Finike Güncesi
Günü
Serikli balıkçının faleze düşmüş kayığının gölgesi ile selamladım
Yürüyorum
Adımlarımda
Paris’ten kalan otuzyedi buçuk numaralı yol ayakkabısı
Omuzlarımda kırmızı ağırlığında yağmurluk
Yürüyorum
Yol uzun
Yol darca
Bu kente
Nakli yekün yaşamı
Cana can kattığından beri
Dönence hesabıyla
Benim için yedi
Maarif hocası için çoklu sayılsal olmuş
Hep aynı yerden ve aynı saatte
Geçen tramvay sesi eşlik ediyor kahve karışık soğuğa
Yürüyorum
Ruhumda
milyon kez adını bilmediğim
bir melodi
İstanbul’da çığlık çığlığa Tophane martıları kanatlarına
hafızamda dipdiri Nihavent şarkıyı ekliyorum
-Kelimeler
Şekip Ayhan Özışık
-senede Bir Gün
Yoruldum
Bir simit
Bir çay
Kayısı kıvamında
Yudum yudum yürek hasreti
Yol uzun
Yol darca
Günler kadran aralığı
Gidonu kapı süsüne benzer bisikletli adam ile
Göz erimi
merhabalaşıyorum
Yığınla kedi
Renk renk irili ufaklı
Yığınla kedi
Cem ediyor etrafında
Oldukça esmer ellerin mama merasimi
Kaldırımlara tadını bırakıyor
açlığın dayanılmaz hafifliğini
Yürüyorum
Aklım alaca bulaca
İstiridye
Midye
İnci
Yoğun tutkal
Yüzyıllık bir Çınar dalına
Kıvrım kıvrım ateşten gömlek dikiyorum
Kapılara asıyorum kollarından
Çınar’ı
Mercan ezgisinde
Ne martıların telaşı
Ne şarkılarda İstanbul
Ne de kedilerin sessizliği
-Ah benim sersem hallerim
Adımlarım da
Yağmurlu damla damla
Yürek hasadı...
Cemal Mıhçı/Kırmızı
tebriklerimle
Geçenlerde harita merakım başladı. Bu ülkeyi terk etmek hevesi ağır basınca çoluk-çocuk eş ile birlikte Hırvatistan ile İtalya arasında mesafesi kısa bir deniz oh be dedim bir adımlık üç adımlık da Paris iki adım daha atarsak Birleşik Krallık İngiltere belki dedim el üstünde tutulur Elzabetin topraklarında yüceliriz... Harita bu ya gecenin bir yarısı insana neler neler düşündürüyor. Haritaya bakınca mesafeler kısa tabii... Kendi kendime pek güldüm uyuyan millet uyanmasın diye. Hele oğlan. Pek havalı amcası. İşe başlayınca kendi kendine söylem geliştirdi. Baba şu tıkırtıları kes. Sabah işe gideceğiz yav. Yat uyu artık...öte yandan eş sana şu kahveyi içme diyorum. Kimseyi uyutmuyorsun daracık ev de. Bu daracık ev bana kapak oluyor ayrıca. Duyuruluyor. Koca ev olunca ne olacak yürü babam yürü...Yemezler yav...Hem bu daracık ev kitap kokuyor haberleri yok tabii...Atlası kapattım. Ulan dedim İstanbul dibinde de kaç sefer uğramışlığın var?

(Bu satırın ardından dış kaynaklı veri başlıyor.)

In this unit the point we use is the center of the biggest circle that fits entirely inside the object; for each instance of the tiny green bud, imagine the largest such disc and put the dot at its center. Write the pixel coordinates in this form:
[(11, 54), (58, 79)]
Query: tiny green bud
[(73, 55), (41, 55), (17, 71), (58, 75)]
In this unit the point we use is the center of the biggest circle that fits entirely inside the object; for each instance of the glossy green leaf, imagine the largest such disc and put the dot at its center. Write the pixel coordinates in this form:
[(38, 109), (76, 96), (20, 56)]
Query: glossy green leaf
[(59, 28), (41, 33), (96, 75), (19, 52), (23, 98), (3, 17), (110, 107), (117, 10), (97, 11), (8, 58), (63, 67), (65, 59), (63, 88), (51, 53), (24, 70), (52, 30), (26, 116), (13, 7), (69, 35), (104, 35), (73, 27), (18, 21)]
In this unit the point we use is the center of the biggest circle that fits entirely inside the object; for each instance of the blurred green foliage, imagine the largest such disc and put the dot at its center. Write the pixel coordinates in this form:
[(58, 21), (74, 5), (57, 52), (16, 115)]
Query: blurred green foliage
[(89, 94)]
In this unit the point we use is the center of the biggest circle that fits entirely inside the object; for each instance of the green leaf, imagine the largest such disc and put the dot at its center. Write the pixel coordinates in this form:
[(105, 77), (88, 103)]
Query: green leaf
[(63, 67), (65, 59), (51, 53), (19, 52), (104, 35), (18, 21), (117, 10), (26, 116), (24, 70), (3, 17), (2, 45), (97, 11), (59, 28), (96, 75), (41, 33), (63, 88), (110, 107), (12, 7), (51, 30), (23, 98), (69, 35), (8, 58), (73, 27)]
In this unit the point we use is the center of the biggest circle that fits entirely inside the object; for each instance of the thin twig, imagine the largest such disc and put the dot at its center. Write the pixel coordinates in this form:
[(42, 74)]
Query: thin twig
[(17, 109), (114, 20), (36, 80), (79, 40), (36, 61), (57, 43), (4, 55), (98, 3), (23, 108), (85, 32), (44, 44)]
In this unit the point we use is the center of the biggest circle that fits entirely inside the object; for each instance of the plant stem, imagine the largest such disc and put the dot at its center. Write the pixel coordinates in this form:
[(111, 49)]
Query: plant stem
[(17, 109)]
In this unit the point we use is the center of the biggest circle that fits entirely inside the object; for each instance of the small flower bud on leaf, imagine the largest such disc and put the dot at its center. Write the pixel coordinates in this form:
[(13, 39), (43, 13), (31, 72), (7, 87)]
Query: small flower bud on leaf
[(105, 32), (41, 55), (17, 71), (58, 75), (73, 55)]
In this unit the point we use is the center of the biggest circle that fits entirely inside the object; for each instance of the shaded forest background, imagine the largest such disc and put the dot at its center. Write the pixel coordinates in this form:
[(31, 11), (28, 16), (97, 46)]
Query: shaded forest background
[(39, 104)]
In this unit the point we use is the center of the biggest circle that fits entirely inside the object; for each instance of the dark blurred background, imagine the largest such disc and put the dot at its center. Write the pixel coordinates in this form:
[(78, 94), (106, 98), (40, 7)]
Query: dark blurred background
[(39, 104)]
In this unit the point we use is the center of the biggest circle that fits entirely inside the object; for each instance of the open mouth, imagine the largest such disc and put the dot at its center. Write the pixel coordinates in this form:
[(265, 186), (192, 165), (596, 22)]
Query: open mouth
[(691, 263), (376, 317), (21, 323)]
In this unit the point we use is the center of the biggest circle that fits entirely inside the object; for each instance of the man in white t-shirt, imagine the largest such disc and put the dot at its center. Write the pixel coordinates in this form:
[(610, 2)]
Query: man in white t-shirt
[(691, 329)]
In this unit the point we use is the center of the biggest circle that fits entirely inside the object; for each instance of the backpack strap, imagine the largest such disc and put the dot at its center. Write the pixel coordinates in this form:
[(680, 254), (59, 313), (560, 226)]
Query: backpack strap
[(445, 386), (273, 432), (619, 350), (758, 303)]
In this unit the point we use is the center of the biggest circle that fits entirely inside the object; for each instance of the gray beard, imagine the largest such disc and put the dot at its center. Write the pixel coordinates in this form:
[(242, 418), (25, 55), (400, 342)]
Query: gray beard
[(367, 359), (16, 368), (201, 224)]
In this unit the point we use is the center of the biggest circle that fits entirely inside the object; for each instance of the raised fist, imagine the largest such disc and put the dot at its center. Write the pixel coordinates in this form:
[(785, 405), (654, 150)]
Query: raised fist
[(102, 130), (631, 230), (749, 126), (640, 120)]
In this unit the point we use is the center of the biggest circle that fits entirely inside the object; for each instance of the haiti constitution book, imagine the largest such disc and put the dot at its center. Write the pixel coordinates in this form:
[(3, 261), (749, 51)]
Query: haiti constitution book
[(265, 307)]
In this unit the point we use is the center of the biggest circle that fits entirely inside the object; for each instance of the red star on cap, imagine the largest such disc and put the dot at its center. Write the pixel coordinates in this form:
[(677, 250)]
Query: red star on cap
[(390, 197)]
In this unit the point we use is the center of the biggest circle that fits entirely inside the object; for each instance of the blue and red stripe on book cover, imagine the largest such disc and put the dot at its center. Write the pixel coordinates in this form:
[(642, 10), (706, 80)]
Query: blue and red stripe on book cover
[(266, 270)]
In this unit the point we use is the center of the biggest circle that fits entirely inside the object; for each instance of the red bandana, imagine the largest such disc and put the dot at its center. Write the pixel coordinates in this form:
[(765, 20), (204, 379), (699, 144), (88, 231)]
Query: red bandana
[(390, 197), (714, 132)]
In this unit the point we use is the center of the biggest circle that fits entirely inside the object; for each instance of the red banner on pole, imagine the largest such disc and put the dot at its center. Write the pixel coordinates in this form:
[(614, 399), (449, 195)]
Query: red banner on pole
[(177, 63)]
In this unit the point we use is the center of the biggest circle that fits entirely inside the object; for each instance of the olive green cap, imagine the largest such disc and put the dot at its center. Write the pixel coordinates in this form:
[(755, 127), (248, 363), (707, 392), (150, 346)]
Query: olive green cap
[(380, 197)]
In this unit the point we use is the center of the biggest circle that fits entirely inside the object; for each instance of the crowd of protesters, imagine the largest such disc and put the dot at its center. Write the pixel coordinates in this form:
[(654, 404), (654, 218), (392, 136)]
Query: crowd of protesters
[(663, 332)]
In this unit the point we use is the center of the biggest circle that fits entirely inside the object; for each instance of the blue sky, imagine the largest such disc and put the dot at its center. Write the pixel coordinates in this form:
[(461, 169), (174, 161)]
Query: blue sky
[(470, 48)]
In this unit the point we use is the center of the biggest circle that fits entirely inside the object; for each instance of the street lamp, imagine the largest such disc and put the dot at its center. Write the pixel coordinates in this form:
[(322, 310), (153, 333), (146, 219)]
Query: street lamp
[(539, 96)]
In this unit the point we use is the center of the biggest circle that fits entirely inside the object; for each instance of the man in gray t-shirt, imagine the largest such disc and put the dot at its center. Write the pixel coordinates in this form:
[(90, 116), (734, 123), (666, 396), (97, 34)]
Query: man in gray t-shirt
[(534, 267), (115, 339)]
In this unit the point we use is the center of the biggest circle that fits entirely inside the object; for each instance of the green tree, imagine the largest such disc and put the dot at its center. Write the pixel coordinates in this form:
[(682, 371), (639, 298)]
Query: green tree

Şiir meselesi sevgili şair yaşam meselesidir. Sizin bu şiiri okuyunca ha burada ha elin topraklarında fark etmiyor yani şiir...Siz bir şiir yazarsınız okuyucu hayallere dalar. Kimi atlas açar kimi ah ah çeker kimi İstanbul'u yeniden içine çeker. Şiirin böyle kalıba sığmayan bir gücü vardır...
Bu gün belki yolum düşerse Mehmet Akif Ersoy' a uğramayı düşünüyorum. Laflarız biraz...
Geç kalmışım bu güzel satırlara değerli hocam affola. Yürek dolusu selam ile...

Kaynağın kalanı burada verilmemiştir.